While filming our One Week In November series this fall, this is the strategy I employed to kill a monster Minnesota eight-pointer. The buck, which you can watch meet his demise on the first episode of the series, was on a mission to cover ground along a wooded waterway. That natural travel corridor intersected with two more in the exact spot where my buddy and I hung the stand last August.

Those veins of cover connect bigger chunks of timber where we can hunt—and where we can’t. But bucks don’t pay much attention to “No Trespassing” signs, so we effectively set up in a hub that allows traveling bucks to go from parcel to parcel in a way that brought them through the property we could hunt. This was largely made possible by e-scouting.

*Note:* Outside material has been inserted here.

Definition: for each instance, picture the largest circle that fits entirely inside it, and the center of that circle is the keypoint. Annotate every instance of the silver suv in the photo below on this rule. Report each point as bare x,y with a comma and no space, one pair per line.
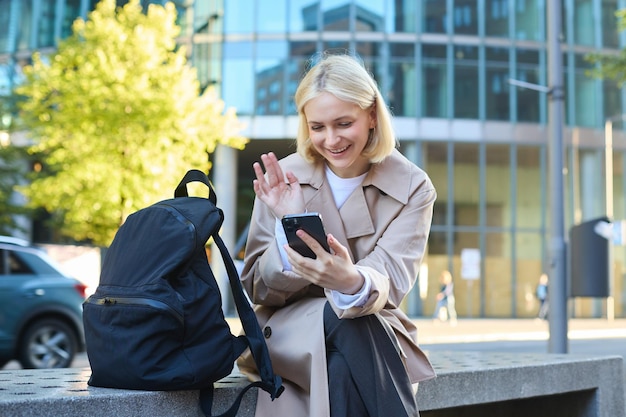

The Finer Details It’s not enough to just scroll over your deer ground to identify these connecting patches of cover. That’s a start, but you also have to fine-tune them. I usually have my onXmaps set to hybrid mode for this reason. I want to see the land as it looks in satellite imagery, but also have the topo overlay so I can start pinning down the potential stand sites that so often depend on slight elevation changes.

As you zoom over these spots, think not only about why the deer would go from Point A to Point B, but when they’d do it and in what conditions they’d be most likely to take those routes. The buck I referenced earlier was trotting along the upwind side of a wooded strip that bisects a cornfield, but what he was really homed in on was the prospect of a doe bedding in that cover. He could cruise that strip with the wind working for him while trotting to another vein of cover that would offer the same advantage along a different route. This is an effective way for a deer to find opportunities to pass on his genes, and it’s something every rut hunter can use to identify high-odds ambush sites.

The point here is to ditch the notion that rut travel is random, because usually it isn’t. You can call some of your shots by just e-scouting for these spots, but it’s better to factor in expected conditions and exactly how you anticipate bucks might use them to travel. It’s also worth trying to find locations like these that might feed bucks to you. Instead of a single strip of cover, one that breaks out into a peace-sign or turkey-foot pattern is even better.

You want to read the terrain via satellite imagery to pick out the spots that should host cruising bucks no matter where their travel originates from or takes them to. This big-picture e-scouting style will show you those likely areas, but then you have to distill them down to specific stand sites and the most huntable conditions.

Check enough of those boxes and you’re pretty likely to witness some all-day rut action.